Su ve hijyen sorunlarının devam ettiğini ve hala belediye içme soyunun tüketilemediğini aktaran Başkan Demir, “Su ve hijyenle ilgili sorunların devam ettiğini ediyor. Belediyenin sağladığı şebeke suyu halen içilemiyor. Belediye ve yetkililer halen su konusunda sağlıklı açıklamalar yapmıyor. Taşıma su ile de nereye kadar devam edecek. Yıkımın ve molozların ayrıştırılması devam ederken yıkım yapılan yerde sulama yapılmadığını, taşınırken branda ile örtülmediği gibi “Asbest de ayrıştırılmıyor. Bu işlemin uzmanlar tarafından yapılması gerekir ama o ekiplerde bu eğitimi almış kimse yok. Molozlar halen su, tarım ve yerleşim alanlarına yakın yerlere dökülmeye devam ediyor.
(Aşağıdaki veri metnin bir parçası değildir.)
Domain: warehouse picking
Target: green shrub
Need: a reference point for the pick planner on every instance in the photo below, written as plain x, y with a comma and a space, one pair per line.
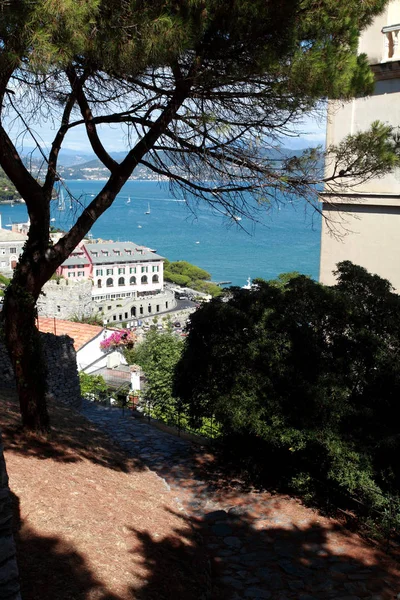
304, 380
92, 384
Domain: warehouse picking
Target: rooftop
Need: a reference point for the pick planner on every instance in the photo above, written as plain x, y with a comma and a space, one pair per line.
76, 260
81, 333
114, 252
12, 236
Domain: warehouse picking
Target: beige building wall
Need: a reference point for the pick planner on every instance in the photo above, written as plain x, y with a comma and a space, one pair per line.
372, 241
362, 222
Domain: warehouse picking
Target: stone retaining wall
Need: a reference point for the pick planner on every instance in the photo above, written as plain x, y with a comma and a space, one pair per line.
63, 380
65, 299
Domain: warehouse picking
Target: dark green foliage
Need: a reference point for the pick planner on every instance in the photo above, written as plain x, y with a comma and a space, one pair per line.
4, 280
158, 355
305, 381
92, 384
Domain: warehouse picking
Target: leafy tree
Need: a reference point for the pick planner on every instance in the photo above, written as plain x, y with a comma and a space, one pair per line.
304, 380
92, 384
203, 88
158, 355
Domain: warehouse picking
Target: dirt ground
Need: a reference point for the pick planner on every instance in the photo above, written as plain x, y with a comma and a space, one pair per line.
92, 524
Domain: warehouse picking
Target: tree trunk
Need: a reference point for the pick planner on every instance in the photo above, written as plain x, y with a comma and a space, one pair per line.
24, 348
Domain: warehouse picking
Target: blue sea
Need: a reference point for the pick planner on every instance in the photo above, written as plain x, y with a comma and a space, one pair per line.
284, 238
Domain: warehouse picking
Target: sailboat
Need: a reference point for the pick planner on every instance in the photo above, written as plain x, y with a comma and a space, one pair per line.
61, 201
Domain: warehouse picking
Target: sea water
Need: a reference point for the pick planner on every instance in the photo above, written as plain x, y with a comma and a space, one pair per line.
283, 238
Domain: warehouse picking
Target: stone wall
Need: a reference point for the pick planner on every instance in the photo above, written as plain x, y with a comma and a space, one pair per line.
63, 380
9, 583
65, 299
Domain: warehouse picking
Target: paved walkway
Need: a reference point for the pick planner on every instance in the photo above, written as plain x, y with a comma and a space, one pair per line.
260, 546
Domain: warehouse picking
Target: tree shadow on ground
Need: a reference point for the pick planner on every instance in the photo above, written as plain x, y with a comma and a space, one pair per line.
243, 562
275, 562
72, 438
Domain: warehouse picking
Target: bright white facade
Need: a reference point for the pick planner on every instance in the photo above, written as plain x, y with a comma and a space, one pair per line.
11, 244
117, 269
367, 218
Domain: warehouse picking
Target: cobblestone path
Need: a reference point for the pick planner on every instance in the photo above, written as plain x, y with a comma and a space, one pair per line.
260, 546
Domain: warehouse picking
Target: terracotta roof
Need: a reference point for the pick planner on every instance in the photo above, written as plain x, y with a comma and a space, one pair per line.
79, 332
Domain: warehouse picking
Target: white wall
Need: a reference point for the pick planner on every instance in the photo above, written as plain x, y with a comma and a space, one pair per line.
373, 241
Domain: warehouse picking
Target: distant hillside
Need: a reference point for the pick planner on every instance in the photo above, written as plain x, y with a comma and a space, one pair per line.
7, 189
88, 167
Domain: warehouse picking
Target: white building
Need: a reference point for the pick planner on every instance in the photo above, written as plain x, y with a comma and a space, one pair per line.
369, 212
11, 244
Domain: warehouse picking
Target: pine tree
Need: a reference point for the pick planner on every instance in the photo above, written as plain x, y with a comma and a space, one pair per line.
203, 89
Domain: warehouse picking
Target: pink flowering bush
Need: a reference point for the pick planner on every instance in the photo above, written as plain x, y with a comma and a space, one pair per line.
120, 338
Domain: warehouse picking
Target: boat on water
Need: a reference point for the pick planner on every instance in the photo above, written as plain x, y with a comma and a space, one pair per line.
61, 201
248, 285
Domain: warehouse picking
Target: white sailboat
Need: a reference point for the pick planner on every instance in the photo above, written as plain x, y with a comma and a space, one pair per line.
61, 201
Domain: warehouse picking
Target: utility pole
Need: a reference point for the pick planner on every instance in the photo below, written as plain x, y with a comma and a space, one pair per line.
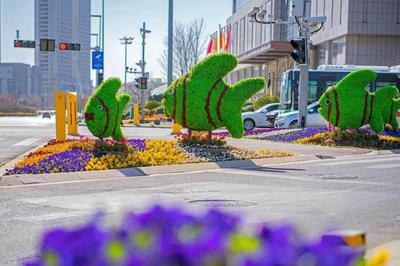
170, 41
142, 64
126, 41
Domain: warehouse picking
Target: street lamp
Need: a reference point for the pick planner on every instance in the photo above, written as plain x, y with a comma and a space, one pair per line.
126, 41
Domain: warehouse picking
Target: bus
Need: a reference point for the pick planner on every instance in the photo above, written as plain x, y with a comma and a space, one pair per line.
326, 76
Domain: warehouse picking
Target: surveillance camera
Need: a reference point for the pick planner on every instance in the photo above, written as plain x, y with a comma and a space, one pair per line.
253, 13
262, 15
321, 19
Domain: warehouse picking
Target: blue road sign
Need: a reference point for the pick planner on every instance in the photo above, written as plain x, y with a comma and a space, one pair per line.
97, 60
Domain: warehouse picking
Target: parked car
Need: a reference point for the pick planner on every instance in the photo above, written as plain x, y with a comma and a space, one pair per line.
46, 115
258, 117
271, 117
290, 120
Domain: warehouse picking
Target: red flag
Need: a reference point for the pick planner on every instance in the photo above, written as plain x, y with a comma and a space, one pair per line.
228, 38
210, 46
Çalışan işçilere de uyarılarına ve maske dağıtmalarına rağmen maske takma zorunluluğu getirilmemiştir. Bu da sadece yerel halkın değil, dışarıdan gelip çalışan işçiler de aynı riske maruz kalıyor” dedi.
Önerilerde bulunan Başkan Demir, konuşmasını şöyle sürdürdü: “Şehrin yeniden inşa edilmesi çalışmaları demokratikleştirilmelidir. Bu çalışmalara toplumun tüm kesimleri dahil edilmelidir. Yine sendika ve meslek örgütlerini karar sürecinde söz sahibi olmalıdır. Toplumun karar sürecine katılacağı mekanizmalar yaratılmalıdır. Mülteci ve Roman nüfus başta olmak üzere ötekileştirilen toplum kesimlerine yönelik ayrımcılıktan vazgeçilmelidir. Yardımlar ve kamusal hizmetler kültürel gerçekliğe uygun sağlanmalıdır. Anadilinde sağlık, eğitim ve kamusal hizmetler yaşamsaldır. Başta sağlıklı içme suyu olmak üzere, temiz kullanma suyu, tuvalet ve duş olanakları geliştirilmelidir. Geçici yerleşim alanlarında ve evlerinin önünde ya da dağınık çadırlarda kalanlara yönelik yeterli sayıda çamaşırhaneler kurulmalıdır. Krize dönen barınma koşulları hızla prefabrik evler veya olanakları zengin konteynırlarla sağlanmalıdır. Adıyaman da yaz mevsiminin çok sıcak geçmesinden dolayı çadırlarda ve konteynırlarda yaşamanın giderek zorlaşacağında göz önüne aldığımızda tüm vatandaşların bir an önce kalıcı konutlar yapılana kadar prefabrik evlere yerleştirilmesi aciliyet kazanmaktadır. Geçici yerleşim alanlarının yönetimine toplumun ve kadınların katılımı sağlanmalıdır. Çocuklar ve gençlerin eğitim ve sosyal gelişiminlerini dikkate alan toplum katılımlı kamusal programlar geliştirilmelidir. Deprem bölgesinde ikinci deprem olarak nitelenen enkaz kaldırma çalışmalarına son verilmeli, enkazların nasıl bertaraf edileceğine akademinin, meslek örgütlerinin ve toplumun katılımı ile demokratik bir şekilde karar verilmelidir” dedi.